Firstly, we need to realize that despite the strongest retail print in 18 months, retail stocks were not the biggest gainers yesterday, which suggest that the gain in stocks are not really due to the Retail Sales number but may simply be a technical rebound aka “Dead Cat Bounce”. Interestingly, both 3 major US stock indexes gained around the same – S&P 500 +0.82%, Nasdaq 100 +0.81% while the less diversified DJI was stronger at +0.91%. With such similar gains, it is difficult to shake off the suspicion of the technical rebound charge.
Case in point, it seems that bearish sentiment is alive and well.

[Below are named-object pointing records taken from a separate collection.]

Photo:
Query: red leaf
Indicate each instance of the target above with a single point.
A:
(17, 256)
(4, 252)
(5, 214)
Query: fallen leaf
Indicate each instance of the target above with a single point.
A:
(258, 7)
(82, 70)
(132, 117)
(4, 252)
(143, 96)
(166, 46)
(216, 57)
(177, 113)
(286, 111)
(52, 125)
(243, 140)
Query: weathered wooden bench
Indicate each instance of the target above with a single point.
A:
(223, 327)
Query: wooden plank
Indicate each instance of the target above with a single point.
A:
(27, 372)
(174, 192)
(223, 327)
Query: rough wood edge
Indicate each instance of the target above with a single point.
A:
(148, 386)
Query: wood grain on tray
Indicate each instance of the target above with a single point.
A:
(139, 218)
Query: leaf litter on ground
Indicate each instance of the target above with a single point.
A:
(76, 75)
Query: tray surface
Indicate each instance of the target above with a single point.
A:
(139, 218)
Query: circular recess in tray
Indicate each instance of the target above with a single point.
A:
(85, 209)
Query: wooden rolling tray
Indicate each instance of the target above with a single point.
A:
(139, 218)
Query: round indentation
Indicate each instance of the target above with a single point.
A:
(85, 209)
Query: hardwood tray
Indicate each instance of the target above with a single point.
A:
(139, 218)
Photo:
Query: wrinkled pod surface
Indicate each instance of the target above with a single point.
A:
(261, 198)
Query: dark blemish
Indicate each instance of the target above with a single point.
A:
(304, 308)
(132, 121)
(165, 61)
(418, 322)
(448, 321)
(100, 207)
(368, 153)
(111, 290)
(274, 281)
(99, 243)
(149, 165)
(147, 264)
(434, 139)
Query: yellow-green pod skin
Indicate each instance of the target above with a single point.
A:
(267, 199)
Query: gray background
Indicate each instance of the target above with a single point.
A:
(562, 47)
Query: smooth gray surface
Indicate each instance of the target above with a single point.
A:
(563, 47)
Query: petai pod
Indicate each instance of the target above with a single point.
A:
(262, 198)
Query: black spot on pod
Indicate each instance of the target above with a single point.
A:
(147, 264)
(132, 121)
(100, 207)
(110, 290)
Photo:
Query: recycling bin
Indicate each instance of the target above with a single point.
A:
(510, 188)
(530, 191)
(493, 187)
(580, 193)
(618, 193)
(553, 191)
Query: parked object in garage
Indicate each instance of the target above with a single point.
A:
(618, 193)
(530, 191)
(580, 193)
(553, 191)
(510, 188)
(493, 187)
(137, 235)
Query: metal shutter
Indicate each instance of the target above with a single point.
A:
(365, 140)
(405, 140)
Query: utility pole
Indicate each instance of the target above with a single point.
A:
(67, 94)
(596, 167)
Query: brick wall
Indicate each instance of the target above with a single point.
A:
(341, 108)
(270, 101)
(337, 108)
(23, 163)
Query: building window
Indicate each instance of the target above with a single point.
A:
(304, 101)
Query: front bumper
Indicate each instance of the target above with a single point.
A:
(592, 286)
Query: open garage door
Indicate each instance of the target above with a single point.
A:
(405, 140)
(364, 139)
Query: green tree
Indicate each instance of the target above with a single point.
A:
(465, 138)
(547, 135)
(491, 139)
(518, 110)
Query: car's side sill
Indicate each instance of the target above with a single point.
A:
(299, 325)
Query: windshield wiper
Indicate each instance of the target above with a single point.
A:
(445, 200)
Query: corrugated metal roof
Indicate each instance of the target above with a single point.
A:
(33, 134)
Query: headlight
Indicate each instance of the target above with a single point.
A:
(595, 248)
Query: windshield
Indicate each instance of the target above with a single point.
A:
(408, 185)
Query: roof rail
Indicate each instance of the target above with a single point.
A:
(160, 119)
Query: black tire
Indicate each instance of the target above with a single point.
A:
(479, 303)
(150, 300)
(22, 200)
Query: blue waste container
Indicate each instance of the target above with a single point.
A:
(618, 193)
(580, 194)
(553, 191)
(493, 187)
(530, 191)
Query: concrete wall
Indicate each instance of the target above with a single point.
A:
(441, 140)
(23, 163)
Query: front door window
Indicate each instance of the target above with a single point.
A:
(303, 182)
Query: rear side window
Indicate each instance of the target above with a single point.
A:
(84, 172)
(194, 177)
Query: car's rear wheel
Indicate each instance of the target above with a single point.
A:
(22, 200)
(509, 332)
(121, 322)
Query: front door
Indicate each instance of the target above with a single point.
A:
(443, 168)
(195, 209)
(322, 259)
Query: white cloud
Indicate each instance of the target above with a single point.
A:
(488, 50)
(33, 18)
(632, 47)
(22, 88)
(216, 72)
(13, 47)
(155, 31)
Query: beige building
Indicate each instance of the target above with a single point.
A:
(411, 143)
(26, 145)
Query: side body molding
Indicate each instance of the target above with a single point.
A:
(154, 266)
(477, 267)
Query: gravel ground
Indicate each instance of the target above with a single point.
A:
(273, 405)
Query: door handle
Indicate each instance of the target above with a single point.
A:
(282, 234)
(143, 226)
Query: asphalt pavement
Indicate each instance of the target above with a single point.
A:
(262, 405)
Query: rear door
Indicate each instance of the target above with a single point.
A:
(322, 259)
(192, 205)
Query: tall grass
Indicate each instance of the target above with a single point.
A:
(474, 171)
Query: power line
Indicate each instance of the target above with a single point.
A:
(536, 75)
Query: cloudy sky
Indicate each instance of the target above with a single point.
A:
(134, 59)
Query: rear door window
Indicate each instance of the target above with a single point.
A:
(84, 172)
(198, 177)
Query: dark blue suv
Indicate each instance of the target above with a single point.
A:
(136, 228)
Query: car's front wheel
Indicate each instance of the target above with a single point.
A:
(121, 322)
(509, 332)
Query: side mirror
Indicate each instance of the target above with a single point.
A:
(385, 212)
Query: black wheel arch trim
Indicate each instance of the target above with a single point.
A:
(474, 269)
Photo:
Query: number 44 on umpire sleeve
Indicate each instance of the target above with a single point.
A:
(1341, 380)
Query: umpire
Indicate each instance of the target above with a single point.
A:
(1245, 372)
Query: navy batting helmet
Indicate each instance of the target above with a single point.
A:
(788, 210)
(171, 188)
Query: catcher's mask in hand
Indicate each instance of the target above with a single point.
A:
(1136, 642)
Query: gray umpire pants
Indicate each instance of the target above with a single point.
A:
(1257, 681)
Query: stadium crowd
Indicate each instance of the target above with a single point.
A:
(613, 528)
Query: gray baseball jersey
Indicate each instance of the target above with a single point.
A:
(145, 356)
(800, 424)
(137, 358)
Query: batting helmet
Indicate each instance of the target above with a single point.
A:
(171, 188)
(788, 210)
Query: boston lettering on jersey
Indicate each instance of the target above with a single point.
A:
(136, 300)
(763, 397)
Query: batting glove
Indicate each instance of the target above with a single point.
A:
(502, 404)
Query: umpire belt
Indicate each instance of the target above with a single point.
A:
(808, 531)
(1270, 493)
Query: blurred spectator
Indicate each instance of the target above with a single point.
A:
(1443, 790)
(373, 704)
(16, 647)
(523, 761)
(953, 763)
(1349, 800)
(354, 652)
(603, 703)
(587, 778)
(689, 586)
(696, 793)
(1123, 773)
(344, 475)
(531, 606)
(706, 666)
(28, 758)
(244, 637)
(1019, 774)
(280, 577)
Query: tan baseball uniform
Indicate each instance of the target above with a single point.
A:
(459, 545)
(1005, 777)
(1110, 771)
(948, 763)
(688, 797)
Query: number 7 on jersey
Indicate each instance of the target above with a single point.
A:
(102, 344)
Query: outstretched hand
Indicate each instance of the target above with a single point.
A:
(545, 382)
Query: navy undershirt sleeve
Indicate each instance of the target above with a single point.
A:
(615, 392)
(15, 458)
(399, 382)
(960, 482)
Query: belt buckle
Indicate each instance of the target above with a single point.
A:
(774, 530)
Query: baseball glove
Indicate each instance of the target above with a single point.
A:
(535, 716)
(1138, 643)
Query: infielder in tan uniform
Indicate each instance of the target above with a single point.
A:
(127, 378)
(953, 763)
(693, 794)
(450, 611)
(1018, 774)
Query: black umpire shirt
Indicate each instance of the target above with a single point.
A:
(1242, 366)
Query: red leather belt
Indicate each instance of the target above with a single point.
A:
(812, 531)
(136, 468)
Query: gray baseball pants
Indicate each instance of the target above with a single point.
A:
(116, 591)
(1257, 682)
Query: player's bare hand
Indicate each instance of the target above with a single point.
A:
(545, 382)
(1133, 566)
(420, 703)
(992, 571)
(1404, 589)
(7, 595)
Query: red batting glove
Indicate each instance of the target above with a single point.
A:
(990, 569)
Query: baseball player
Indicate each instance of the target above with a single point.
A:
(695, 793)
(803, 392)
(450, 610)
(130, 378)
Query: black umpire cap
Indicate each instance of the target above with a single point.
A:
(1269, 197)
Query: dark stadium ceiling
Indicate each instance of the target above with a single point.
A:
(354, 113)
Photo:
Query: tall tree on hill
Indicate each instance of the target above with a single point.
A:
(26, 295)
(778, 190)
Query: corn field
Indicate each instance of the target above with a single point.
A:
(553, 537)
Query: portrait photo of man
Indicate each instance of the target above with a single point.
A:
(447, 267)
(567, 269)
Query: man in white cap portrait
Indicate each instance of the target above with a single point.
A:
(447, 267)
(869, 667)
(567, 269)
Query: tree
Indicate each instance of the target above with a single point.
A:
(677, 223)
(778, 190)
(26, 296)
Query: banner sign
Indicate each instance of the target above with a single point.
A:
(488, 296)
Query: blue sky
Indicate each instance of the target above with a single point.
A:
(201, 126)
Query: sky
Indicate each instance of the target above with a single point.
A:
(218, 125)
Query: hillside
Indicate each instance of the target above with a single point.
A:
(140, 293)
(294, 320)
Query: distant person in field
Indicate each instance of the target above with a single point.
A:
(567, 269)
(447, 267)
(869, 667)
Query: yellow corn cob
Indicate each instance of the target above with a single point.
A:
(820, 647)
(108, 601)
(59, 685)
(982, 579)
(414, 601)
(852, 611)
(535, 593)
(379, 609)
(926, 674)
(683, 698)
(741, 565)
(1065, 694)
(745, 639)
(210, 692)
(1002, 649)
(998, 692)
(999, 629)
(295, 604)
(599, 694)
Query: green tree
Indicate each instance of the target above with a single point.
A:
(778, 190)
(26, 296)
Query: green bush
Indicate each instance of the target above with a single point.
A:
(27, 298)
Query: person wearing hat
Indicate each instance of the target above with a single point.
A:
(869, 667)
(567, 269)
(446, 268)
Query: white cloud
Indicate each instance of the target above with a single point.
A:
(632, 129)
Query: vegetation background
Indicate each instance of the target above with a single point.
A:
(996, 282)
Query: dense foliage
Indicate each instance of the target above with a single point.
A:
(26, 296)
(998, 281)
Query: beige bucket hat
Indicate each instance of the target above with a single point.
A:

S&P 500 rebounded off the 1,812.5 support (more visible on Daily Chart below) and pushed up higher but saw significant resistance at 1,830, resulting in a strong bearish reaction bringing us close to 1,812.5 once more before last ditch bullish effort allowing us to close near the 1,830 level. This is a strong testament to strong bearish pressure and adds to the suspicion that yesterday’s rally is simply corrective in nature (e.g. temporary pullback) rather than a genuine bullish move.
From a technical perspective, we are currently facing resistance from both 1,830 and the descending trendline that was previous support now turned resistance. Stochastic indicator has also plateaued within the Overbought region, strongly favoring a bearish move moving forward. Hence, if we start to see prices falling below the Asian lows of 1,829, the likelihood of a move back towards 1,812.5 is high and we may even see a break of the support level as this would imply that the broad bearish momentum is back again.
Daily Chart is less bearish though, as a rebound off 1,812.5 opens up a potential move towards 1,850. Couple this with Stochastic readings which are heavily Oversold it is not difficult to imagine prices having the potential to hit 1,850 on a mere corrective move. However, right now there isn’t any evidence that this is happening. The bullish reversal Morning Star pattern which is forming now is weak as the right bullish candle is not able to overlap the left bearish candle, as such the validity of this pattern needs to be discounted.
From a long-term fundamental perspective, it is clear that stock prices are still too expensive, and everybody is waiting for the 10-20% correction that has yet to materialize. Economic growth remains below previous expectations, and that is yet another strike against continued bullish move. However, L/T sentiment has been bullish so much so that traders are still buying stocks at such record levels using the highest leverage/margin levels on record. Hence, should sentiment has been confirmed to have reversed, we could see bears coming back with a vengeance, giving us the much awaited L/T bearish pullback.